On Wednesday, First Lady Michelle Obama launched her third “Let’s Move!” tour to combat childhood obesity. Before she kicked off the tour in Mississippi, Illinois, and Missouri, Mrs. Obama appeared on “Good Morning America” to praise her campaign’s success in changing children’s eating and exercise habits. She also unveiled Let’s Move latest initiative, the MyPlate Recipe Partnership geared toward parents looking for easy, nutritious recipes:
OBAMA: We’ve really changed the conversation in this country. When we started, there were a lot of people in this country who would have never thought that childhood obesity was a health crisis. But now we’re starting to see some movement on this issue. Our kids are eating better at school. They’re moving more. And we’re starting…to see rates of obesity coming down like never before.

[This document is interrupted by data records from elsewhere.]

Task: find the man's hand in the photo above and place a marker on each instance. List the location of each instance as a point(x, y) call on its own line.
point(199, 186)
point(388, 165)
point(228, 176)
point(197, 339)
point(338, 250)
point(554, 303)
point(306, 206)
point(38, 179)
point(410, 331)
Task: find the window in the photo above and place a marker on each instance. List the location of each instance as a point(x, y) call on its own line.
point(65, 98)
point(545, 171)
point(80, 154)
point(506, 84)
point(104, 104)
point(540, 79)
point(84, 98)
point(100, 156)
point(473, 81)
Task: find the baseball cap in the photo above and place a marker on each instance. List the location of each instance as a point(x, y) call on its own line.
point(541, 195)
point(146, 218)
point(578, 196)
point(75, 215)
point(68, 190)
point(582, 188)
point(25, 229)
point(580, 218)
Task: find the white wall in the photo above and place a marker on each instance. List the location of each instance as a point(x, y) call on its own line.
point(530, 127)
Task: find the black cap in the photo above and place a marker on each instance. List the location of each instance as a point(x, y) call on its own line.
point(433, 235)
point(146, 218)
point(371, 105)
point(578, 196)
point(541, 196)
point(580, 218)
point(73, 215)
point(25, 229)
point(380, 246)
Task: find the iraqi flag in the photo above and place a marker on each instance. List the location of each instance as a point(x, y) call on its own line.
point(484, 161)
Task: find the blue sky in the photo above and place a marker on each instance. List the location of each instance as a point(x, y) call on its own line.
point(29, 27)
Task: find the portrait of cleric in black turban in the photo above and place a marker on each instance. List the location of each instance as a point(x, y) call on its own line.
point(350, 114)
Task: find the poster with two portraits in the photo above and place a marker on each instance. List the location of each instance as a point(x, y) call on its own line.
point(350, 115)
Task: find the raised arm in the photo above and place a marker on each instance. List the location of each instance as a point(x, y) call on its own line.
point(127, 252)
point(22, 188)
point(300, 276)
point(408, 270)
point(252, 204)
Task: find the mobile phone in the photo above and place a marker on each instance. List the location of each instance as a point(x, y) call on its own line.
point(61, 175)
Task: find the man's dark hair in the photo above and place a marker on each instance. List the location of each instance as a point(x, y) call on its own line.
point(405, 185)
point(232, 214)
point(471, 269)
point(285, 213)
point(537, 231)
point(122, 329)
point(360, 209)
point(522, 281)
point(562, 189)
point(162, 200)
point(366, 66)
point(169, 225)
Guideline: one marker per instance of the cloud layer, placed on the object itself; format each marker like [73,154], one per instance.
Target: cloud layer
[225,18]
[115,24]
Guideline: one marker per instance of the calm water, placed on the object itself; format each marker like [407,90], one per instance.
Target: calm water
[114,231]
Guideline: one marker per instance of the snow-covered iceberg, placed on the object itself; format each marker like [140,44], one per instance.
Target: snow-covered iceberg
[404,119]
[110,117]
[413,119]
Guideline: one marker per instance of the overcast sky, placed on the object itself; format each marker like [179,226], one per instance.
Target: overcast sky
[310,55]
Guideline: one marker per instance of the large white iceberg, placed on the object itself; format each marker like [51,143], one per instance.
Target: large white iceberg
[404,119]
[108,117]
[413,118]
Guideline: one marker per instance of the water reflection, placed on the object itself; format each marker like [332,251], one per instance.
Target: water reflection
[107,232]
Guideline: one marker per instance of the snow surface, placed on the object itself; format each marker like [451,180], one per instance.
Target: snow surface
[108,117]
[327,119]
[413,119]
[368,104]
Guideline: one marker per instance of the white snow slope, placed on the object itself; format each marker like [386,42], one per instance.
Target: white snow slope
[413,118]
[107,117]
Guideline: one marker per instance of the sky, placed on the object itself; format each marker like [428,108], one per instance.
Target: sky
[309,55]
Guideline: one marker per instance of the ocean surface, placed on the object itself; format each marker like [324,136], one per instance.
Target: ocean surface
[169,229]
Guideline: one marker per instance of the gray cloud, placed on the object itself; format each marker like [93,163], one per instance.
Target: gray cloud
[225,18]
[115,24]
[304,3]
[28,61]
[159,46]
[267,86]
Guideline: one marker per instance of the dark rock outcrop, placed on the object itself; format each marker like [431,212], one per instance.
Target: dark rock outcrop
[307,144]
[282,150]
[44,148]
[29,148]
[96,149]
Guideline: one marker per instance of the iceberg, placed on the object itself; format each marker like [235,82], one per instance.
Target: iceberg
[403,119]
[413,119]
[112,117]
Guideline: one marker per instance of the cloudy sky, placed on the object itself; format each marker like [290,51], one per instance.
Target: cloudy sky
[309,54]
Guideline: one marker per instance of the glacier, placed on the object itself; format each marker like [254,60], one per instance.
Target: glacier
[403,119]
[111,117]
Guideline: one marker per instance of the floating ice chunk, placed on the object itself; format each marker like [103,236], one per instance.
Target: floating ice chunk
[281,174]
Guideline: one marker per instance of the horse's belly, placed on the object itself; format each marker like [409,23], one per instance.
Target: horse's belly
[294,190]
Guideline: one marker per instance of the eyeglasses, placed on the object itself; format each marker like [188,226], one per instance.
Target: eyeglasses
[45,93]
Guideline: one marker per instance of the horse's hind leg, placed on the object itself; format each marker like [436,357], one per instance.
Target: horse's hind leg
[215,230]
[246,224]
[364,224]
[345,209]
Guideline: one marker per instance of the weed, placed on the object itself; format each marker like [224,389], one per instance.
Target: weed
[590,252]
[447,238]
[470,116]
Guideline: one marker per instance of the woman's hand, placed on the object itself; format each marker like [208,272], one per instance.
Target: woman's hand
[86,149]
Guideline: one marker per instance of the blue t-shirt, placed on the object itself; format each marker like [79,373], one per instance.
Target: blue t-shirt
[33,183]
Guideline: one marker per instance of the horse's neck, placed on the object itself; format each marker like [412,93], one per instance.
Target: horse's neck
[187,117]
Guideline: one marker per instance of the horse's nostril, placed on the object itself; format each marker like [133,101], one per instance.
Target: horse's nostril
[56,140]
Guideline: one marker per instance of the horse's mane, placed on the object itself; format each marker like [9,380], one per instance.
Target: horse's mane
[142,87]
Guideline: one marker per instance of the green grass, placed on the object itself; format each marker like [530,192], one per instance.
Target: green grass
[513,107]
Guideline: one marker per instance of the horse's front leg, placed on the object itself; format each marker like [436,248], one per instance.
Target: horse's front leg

Childhood obesity rates are indeed showing small declines for the first time in decades, especially in cities with aggressive nutrition policies. As Mrs. Obama pointed out, “Let’s Move” has helped call attention to the childhood obesity crisis, and one of her cornerstone achievements was comprehensive school lunch reform that increased funding for public school meals and gave the USDA the ability to regulate foods sold in schools.
Besides school lunch reform, however, “Let’s Move” has deliberately veered away from pushing actual legislation, instead focusing on personal responsibility in nutrition and fitness. That’s a very different approach than the one Mrs. Obama took during the inception of her fight against childhood obesity. In 2010, the First Lady gave a fiery speech at a Grocery Manufacturers Association conference, arguing that changing personal habits won’t work if big companies like Kraft and General Mills continue to target children with misleading ads for sugary, fatty food:
This is a shared responsibility. That’s why I’ve gone to parents and I’ve asked them to do their part. They have a responsibility to watch what their kids eat and teach good habits.[...]And all of you have a responsibility as well.
And we need you not just to tweak around the edges, but to entirely rethink the products that you’re offering, the information that you provide about these products, and how you market those products to our children. That starts with revamping or ramping up your efforts to reformulate your products, particularly those aimed at kids, so that they have less fat, salt, and sugar, and more of the nutrients that our kids need.
As a mom, I know it is my responsibility — and no one else’s — to raise my kids. But what does it mean when so many parents are finding that their best efforts are undermined by an avalanche of advertisements aimed at their kids? And what are these ads teaching kids about food and nutrition? That it’s good to have salty, sugary food and snacks every day — breakfast, lunch, and dinner?